Durante la mia attività di costruttore sono stati frequenti i miei rapporti con lo Studio Gardella e ho avuto modo di capire che le qualità di Jacopo non erano inferiori a quelle di suo padre Ignazio pur tenendosi lui un passo sempre indietro al “grande nome”.

Un grande rimpianto mio e di tutta la redazione e i collaboratori di ArcipelagoMilano per i suoi articoli, tutti e 60 nel nostro archivio, fin dalla nostra inizio. Ci ha seguito e sostenuto nel racconto di Milano e dei suoi problemi.

Lo ricordiamo ripubblicando un suo pezzo del giugno del 2009: parlava degli Scali ferroviari, potrebbe averlo scritto ieri.

Luca Beltrami Gadola

LE AREE FERROVIARIE TRA AFFARI E MIOPIA URBANISTICA

L’attuale problema urbanistico delle vecchie ferrovie, che cessano di funzionare e lasciano liberi notevoli appezzamenti di terreno all’interno della città, si pone in termini uguali e contrari al vecchio problema delle nuove ferrovie che venivano portate nelle città a metà del secolo XIX.

Allora si trattava di trovare un tracciato lungo il quale posare i binari, individuare il terreno su cui edificare la Stazione, occupare un’area entro cui insediare lo scalo, cioè il fascio di binari utilizzati per deposito di merci e di materiale rotabile; oggi si deve riempire un tracciato non più destinato ai binari, utilizzare un terreno liberato dalla Stazione, riempire le aree degli scali sgombrate e disponibili.

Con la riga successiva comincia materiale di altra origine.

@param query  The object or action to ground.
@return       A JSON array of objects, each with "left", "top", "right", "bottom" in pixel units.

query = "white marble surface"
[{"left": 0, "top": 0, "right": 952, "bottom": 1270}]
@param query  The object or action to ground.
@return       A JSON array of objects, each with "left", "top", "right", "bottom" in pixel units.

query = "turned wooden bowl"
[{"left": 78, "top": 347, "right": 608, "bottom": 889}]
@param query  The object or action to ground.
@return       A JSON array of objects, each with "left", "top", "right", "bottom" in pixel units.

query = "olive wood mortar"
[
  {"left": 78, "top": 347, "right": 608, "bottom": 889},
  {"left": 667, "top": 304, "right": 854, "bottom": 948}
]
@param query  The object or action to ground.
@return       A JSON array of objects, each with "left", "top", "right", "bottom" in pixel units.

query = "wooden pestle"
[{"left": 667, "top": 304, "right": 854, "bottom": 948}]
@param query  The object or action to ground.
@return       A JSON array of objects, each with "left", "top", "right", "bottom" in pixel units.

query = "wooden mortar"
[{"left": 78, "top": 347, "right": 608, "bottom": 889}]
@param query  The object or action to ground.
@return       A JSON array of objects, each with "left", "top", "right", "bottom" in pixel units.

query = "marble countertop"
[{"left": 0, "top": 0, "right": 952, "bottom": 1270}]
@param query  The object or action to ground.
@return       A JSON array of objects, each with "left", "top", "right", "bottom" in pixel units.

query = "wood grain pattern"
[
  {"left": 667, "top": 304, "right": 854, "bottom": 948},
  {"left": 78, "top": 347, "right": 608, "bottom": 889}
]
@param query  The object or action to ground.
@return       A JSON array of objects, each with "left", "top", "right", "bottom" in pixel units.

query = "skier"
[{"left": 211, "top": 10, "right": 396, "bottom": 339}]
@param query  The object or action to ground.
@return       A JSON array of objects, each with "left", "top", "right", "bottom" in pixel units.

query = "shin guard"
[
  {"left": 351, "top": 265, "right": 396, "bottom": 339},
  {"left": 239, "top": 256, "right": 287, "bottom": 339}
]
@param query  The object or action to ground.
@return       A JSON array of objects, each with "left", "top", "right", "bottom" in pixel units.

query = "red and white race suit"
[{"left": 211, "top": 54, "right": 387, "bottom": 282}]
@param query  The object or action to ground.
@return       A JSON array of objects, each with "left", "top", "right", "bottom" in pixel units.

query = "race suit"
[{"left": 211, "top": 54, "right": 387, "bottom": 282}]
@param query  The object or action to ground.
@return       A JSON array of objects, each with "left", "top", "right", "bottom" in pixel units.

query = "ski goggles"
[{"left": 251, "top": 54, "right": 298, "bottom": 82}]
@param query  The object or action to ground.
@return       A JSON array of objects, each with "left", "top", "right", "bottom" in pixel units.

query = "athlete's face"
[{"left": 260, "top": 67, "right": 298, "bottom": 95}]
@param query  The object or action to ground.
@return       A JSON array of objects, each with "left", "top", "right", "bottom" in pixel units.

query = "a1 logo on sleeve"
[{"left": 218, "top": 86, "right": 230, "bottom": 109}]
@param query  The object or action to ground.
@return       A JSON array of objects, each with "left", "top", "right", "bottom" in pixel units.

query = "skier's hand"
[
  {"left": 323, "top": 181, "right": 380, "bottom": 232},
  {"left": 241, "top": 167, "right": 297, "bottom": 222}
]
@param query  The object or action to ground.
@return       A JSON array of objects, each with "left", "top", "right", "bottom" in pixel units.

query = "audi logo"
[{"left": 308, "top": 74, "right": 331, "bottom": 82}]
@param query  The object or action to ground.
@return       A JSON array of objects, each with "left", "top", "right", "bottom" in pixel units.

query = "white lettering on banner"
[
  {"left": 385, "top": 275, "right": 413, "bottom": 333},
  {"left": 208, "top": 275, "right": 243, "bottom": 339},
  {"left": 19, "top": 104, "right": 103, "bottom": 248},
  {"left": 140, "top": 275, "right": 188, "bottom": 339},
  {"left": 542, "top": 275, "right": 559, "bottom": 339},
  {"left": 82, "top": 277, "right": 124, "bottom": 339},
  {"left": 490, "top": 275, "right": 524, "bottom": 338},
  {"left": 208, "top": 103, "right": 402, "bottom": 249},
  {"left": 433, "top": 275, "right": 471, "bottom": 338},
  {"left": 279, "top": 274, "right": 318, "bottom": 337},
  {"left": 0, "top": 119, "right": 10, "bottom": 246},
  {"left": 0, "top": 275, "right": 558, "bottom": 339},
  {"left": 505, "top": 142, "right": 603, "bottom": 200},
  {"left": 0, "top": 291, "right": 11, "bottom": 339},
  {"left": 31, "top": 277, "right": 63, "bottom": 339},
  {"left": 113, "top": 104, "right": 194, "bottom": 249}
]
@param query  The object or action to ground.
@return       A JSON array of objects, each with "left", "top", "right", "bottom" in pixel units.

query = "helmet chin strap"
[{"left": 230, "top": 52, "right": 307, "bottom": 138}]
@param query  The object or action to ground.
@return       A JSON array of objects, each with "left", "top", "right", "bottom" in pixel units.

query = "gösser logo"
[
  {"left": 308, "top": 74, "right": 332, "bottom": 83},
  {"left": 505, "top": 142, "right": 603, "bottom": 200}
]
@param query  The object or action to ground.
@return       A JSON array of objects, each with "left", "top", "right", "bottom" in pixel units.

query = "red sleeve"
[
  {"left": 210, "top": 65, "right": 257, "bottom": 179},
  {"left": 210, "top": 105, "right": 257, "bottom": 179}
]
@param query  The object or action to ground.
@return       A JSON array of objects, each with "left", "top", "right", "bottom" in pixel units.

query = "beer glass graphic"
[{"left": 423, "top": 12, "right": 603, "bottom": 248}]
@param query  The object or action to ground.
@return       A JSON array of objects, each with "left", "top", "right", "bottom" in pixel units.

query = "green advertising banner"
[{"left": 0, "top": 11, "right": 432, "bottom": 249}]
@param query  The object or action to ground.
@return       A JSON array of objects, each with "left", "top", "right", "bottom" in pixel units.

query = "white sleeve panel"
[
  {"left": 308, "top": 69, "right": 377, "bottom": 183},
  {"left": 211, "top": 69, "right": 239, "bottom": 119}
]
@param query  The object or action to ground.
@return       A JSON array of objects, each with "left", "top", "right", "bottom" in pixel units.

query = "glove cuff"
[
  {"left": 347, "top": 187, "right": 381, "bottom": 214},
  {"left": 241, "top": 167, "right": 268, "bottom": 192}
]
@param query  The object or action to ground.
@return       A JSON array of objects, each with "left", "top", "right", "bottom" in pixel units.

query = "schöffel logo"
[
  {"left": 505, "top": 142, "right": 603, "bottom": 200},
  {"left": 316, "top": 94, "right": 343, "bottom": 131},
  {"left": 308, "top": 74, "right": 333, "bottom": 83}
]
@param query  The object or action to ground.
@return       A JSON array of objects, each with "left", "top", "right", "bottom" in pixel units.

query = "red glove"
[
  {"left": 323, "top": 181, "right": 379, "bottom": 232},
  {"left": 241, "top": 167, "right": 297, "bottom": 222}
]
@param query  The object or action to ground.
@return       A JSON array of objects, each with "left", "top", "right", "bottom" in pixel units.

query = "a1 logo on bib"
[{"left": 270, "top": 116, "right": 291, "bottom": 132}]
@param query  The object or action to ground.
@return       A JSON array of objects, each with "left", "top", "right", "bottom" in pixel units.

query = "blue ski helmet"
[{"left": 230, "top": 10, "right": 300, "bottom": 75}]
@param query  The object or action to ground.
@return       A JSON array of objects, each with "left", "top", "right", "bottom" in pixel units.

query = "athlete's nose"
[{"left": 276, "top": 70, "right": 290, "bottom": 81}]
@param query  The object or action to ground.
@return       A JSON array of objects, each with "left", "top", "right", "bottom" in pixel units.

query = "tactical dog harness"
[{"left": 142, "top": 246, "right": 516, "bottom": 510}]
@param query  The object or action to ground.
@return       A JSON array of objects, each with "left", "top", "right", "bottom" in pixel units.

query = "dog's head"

Nell’uno e nell’altro caso si tratta di un ingente problema urbanistico; ingente per dimensione topografica, per sforzo economico, per ripercussioni sulla città del futuro. Se è noto come il primo problema sia stato risolto due secoli fa, non è ancora chiaro come il secondo problema, contrario al primo, possa essere risolto oggi.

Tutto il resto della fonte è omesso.